Making PDFs Searchable Using AWS Textract and CloudSearch By Mahmood BSC Analytics

25 Jun 2024

If you have PDFs and want to make them searchable, provide the search functionality on your website or for internal use. This is what we are doing today using AWS Textract and CloudSearch.

Why Textract? Will it is better than your average PDF-to-text extractor. Textract uses Machine Learning (ML) and Optical Character Recognition (OCR).

Why CloudSearch? There is no specific reason other than making it easy to search. You can use many other databases like MySQL, Postgres, MongoDB, etc.

Start by cloning the Terraform repo that sets up all your resources.
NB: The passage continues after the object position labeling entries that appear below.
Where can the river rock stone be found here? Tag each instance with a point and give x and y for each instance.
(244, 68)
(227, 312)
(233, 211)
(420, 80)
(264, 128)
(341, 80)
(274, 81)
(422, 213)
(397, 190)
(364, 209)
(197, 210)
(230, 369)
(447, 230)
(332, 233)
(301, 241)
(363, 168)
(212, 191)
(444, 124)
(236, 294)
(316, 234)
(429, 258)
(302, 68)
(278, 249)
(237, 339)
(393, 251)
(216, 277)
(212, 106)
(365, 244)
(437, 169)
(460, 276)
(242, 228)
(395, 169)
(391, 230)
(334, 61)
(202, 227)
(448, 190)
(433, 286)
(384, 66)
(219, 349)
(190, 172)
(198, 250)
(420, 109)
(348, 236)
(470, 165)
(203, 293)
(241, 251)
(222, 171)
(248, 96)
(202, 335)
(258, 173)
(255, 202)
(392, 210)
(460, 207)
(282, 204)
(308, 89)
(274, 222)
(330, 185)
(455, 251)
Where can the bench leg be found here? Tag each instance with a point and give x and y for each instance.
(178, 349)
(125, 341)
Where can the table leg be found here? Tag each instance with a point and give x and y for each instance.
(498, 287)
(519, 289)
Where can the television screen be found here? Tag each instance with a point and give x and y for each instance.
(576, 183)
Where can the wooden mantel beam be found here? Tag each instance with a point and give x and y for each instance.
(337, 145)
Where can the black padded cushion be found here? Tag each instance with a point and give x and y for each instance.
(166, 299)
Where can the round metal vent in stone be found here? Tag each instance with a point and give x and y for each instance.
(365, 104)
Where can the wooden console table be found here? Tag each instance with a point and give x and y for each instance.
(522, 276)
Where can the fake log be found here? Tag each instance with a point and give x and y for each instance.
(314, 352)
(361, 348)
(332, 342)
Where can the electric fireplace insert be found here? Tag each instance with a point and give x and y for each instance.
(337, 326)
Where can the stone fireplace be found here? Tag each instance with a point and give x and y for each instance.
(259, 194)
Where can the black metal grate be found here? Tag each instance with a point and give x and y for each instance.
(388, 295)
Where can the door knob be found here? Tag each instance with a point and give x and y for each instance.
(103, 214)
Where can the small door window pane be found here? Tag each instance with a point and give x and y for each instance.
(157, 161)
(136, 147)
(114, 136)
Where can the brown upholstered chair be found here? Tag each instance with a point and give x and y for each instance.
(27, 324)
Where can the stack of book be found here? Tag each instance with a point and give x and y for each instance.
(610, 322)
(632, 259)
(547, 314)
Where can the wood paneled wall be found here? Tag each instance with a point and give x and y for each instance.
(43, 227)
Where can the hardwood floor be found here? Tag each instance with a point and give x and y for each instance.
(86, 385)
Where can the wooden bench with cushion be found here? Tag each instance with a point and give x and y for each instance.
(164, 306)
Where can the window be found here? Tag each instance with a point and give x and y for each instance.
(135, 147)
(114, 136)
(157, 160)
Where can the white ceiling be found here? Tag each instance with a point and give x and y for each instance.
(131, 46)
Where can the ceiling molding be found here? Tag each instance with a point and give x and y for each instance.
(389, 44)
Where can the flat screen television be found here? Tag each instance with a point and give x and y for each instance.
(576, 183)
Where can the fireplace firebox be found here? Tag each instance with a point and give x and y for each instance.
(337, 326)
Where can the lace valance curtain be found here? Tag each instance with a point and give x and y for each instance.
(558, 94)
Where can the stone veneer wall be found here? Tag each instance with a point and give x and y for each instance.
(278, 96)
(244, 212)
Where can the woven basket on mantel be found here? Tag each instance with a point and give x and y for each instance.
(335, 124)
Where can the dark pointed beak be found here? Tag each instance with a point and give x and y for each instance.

git clone https://github.com/mahmoodr786/aws-pdf-search.git

cd aws-pdf-search

terraform init

terraform apply

The repo has no-nonsense straight-up Terraform with everything main.tf file. Update the file with your bucket name, or change names around. You will also find the Python code needed to aid the search and move extracted text from S3 to CloudSearch. Here is a basic diagram to help you understand flow visually.
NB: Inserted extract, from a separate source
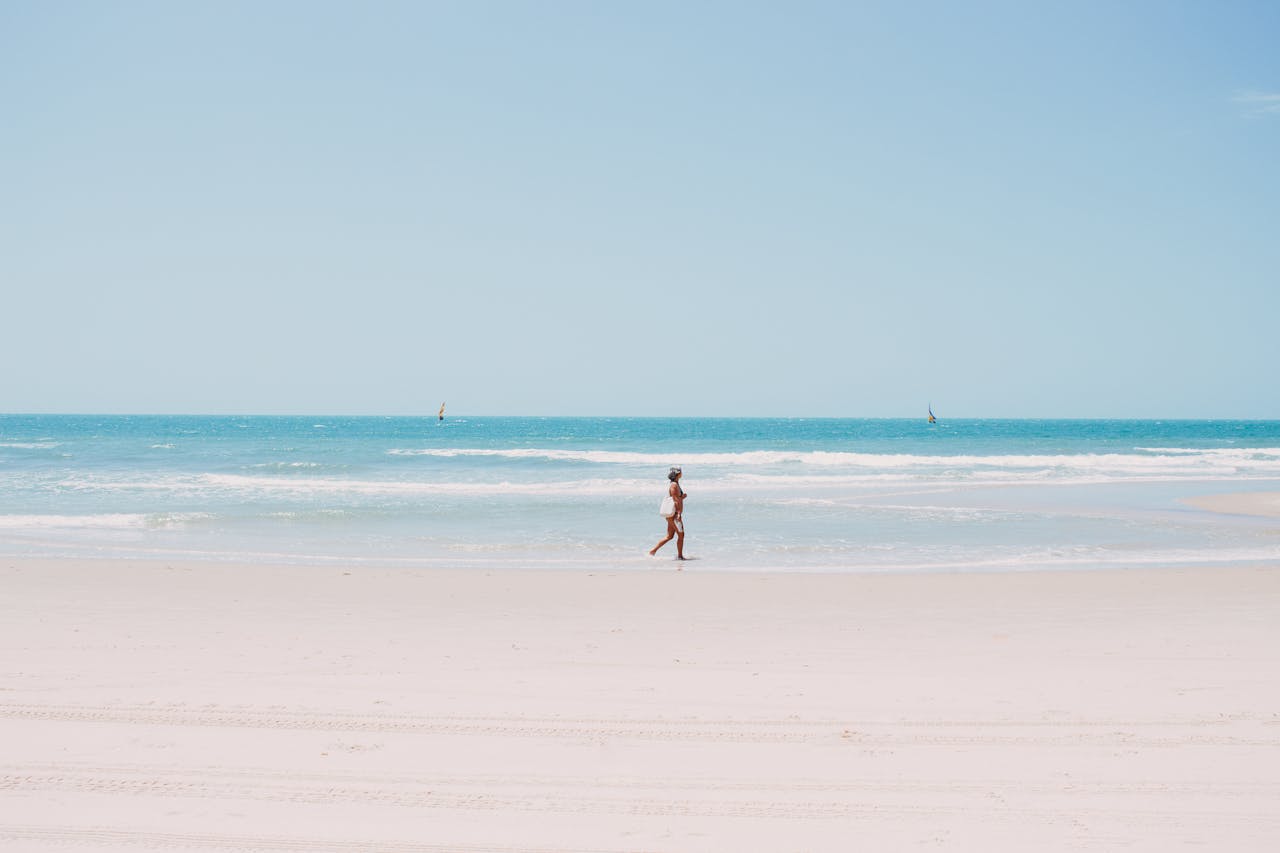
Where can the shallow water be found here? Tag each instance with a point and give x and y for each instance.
(805, 495)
NOTE: I’m using very open permission on the Terraform as this is just a POC and will be destroyed. Please adjust your IAM permission to the least privileges.

You start by uploading your PDFs in the S3 bucket in the pdfs folder/prefix. That will automatically trigger the Lambda function using S3 notification, and the Lambda will submit the PDF to AWS Textract. Once Textract is done, it will send a notification via SNS, which will trigger the same Lambda again, and the Python code will get all the files and lines of text from JSON files. Once it has all the text, it will be uploaded to CloudSearch. Finally, we use the same Lambda using function URL to search for PDFs that contain the keywords.
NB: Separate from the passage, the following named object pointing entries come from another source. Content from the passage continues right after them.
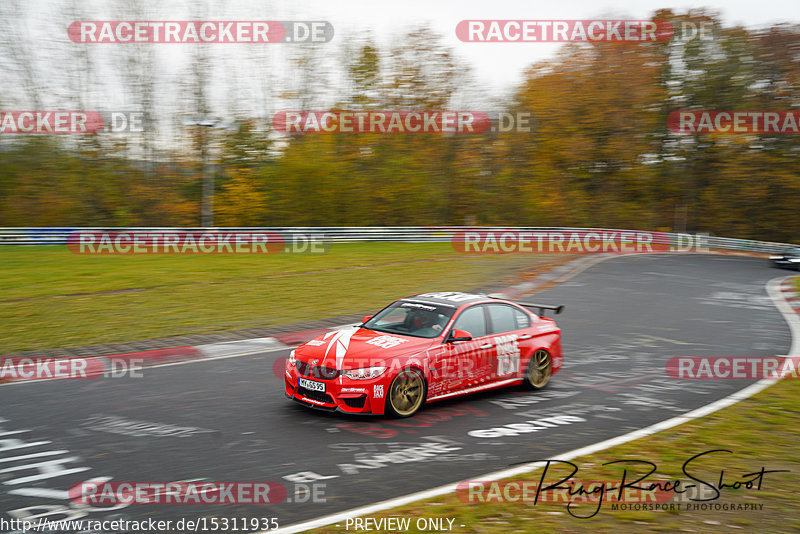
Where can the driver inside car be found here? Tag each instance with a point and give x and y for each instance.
(425, 323)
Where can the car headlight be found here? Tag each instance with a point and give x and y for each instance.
(364, 373)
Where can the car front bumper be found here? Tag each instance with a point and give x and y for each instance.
(341, 394)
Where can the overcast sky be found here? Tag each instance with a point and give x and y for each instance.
(499, 65)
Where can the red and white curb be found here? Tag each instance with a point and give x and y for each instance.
(27, 369)
(776, 289)
(789, 292)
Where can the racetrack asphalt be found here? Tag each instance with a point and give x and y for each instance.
(228, 420)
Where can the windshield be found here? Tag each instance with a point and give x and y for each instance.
(411, 319)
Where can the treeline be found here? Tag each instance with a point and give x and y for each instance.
(599, 153)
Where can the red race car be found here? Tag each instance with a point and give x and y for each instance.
(426, 348)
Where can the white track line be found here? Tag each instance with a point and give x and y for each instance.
(773, 290)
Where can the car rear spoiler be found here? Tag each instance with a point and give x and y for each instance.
(542, 307)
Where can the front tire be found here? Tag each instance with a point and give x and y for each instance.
(540, 367)
(406, 393)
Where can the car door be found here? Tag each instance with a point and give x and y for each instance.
(462, 364)
(509, 337)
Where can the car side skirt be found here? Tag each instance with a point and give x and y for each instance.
(475, 389)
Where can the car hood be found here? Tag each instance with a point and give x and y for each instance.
(354, 347)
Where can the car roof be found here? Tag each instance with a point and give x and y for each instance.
(452, 299)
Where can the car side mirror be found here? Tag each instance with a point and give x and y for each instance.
(459, 335)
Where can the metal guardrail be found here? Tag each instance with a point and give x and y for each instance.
(343, 234)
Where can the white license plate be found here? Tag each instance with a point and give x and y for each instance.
(310, 384)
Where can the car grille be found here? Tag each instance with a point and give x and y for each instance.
(317, 371)
(357, 402)
(315, 395)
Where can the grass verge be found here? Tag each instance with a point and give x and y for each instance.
(52, 298)
(763, 430)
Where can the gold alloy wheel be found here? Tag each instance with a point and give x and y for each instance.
(539, 369)
(406, 392)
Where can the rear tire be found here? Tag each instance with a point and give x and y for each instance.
(406, 393)
(540, 367)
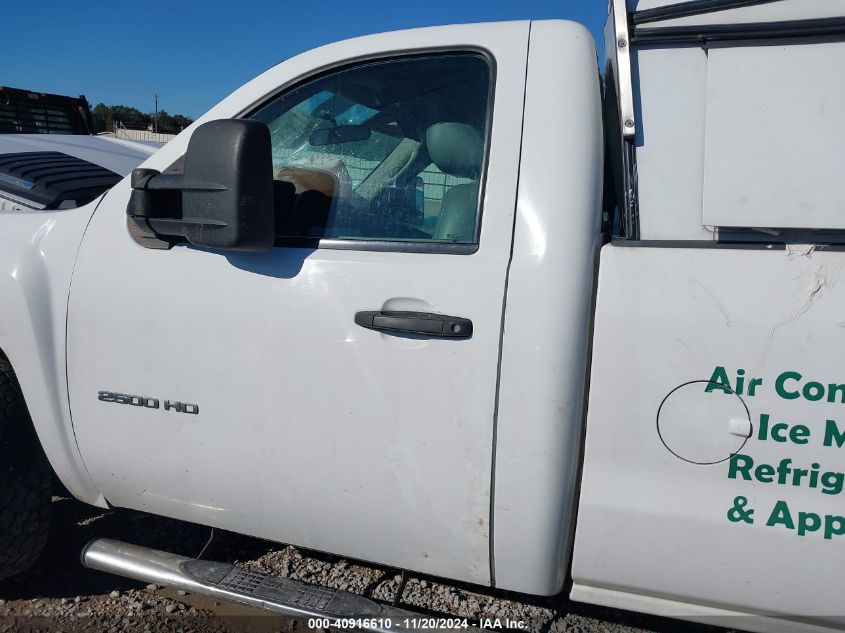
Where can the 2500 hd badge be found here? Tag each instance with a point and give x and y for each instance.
(147, 402)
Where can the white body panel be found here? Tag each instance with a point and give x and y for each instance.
(651, 525)
(670, 142)
(121, 157)
(773, 158)
(266, 345)
(738, 135)
(547, 320)
(37, 254)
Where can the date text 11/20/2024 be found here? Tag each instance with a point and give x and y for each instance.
(418, 624)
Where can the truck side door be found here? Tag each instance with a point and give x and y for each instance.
(250, 391)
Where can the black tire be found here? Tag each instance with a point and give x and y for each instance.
(26, 482)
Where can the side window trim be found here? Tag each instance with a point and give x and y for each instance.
(398, 245)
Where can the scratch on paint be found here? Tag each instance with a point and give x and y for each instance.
(818, 283)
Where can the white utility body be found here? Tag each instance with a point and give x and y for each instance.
(539, 331)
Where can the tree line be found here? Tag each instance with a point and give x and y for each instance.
(106, 116)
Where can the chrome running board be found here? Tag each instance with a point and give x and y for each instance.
(227, 582)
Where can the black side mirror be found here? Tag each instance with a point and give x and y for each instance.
(223, 198)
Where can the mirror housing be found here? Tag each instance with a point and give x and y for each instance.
(224, 197)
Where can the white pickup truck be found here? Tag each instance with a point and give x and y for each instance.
(540, 332)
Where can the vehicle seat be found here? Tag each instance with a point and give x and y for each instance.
(456, 149)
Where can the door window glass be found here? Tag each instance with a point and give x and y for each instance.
(388, 151)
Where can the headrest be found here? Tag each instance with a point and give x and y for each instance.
(456, 149)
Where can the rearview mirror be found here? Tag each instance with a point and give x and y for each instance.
(223, 198)
(340, 134)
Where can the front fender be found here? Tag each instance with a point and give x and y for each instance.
(37, 255)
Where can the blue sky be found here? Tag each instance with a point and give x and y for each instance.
(195, 53)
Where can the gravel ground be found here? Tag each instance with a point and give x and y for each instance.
(61, 595)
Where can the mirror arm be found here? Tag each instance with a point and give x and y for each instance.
(145, 182)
We are going to search for the keyword below from the Graviton2 Whitepaper.

https://u3gq2rmqwswz2kc6zjnzvqzz7y0uzbkm.lambda-url.us-east-1.on.aws/search?keyword=Review%20Ramp-up%20and

Once the Terraform is completed, you should see an S3 bucket create a prefix/folder called pdfs and begin uploading pdfs. The outputs folder is where Textract will dump the JSON files with text lines from PDF.